Third-party models available for deployment in Azure AI Services with pay-as-you-go billing (for example, Meta AI models or Mistral models) are offered by the model provider but hosted in Microsoft-managed Azure infrastructure and accessed via API in the Azure AI model inference endpoint. Model providers define the license terms and set the price for use of their models, while Azure AI Services service manages the hosting infrastructure, makes the inference APIs available, and acts as the data processor for prompts submitted and content output by models deployed. Read about Data privacy, and security for third-party models.

How is data processed by the Global-Standard deployment type?

For model deployments under Azure AI Services resources, prompts and outputs are processed using Azure's global infrastructure to dynamically route traffic to the data center with best availability for each request. Global standard provides the highest default quota and eliminates the need to load balance across multiple resources. Data stored at rest remains in the designated Azure geography, while data may be processed for inferencing in any Azure location. Learn more about data residency.

Do you use my company data to train any of the models?

Azure AI model inference doesn't use customer data to retrain models, and customer data is never shared with model providers.

Is data shared with model providers?

Microsoft acts as the data processor for prompts and outputs sent to, and generated by, a model deployment under Azure AI services resources. Microsoft doesn't share these prompts and outputs with the model provider. Also, Microsoft doesn't use these prompts and outputs to train or improve Microsoft models, the model provider's models, or any third party's models. As explained during the deployment process for Models-as-a-Service models, Microsoft might share customer contact information and transaction details (including the usage volume associated with the offering) with the model publisher so that the publisher can contact customers regarding the model. Learn more about information available to model publishers in Access insights for the Microsoft commercial marketplace in Partner Center.

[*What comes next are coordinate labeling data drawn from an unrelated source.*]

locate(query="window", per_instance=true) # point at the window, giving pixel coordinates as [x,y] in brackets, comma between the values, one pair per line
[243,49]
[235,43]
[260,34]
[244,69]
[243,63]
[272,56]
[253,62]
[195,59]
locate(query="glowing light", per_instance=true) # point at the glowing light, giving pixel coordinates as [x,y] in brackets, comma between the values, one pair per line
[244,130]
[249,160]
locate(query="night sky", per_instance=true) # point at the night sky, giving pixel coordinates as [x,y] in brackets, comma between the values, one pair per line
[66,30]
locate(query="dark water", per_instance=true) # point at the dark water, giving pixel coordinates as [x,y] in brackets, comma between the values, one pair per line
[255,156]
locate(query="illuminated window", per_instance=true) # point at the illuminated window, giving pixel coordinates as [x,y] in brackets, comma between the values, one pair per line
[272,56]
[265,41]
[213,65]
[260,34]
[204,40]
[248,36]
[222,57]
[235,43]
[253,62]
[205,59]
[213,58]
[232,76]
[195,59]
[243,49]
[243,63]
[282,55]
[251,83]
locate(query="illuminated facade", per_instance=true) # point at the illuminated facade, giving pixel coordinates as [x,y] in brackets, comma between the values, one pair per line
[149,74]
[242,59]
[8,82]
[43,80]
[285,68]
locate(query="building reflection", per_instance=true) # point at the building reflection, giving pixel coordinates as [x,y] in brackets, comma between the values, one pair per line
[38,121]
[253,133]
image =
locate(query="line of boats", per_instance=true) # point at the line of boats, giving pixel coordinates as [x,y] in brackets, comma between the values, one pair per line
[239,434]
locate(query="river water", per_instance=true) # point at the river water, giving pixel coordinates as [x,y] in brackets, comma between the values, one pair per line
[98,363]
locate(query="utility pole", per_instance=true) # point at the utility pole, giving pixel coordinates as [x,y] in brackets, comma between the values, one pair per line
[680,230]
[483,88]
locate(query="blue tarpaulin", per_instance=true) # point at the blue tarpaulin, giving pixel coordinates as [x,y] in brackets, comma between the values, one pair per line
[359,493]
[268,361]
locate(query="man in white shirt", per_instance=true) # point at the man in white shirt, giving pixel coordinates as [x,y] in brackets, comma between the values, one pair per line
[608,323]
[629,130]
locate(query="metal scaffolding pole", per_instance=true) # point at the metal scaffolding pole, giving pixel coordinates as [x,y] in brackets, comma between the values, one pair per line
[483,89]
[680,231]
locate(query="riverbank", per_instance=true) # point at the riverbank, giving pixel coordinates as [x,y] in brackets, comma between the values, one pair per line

The Customer Copyright Commitment is a provision to be included in the December 1, 2023, Microsoft Product Terms that describes Microsoft’s obligation to defend customers against certain non-Microsoft intellectual property claims relating to Output Content. If the subject of the claim is Output Content generated from the Azure OpenAI Service (or any other Covered Product that allows customers to configure the safety systems), then to receive coverage, customers must have implemented all mitigations required by the Azure OpenAI Service documentation in the offering that delivered the Output Content. The required mitigations are documented here and updated on an ongoing basis. For new services, features, models, or use cases, new CCC requirements will be posted and take effect at or following the launch of such service, feature, model, or use case. Otherwise, customers will have six months from the time of publication to implement new mitigations to maintain coverage under the CCC. If a customer tenders a claim, the customer will be required to demonstrate compliance with the relevant requirements. These mitigations are required for Covered Products that allow customers to configure the safety systems, including Azure OpenAI Service; they don't impact coverage for customers using other Covered Products.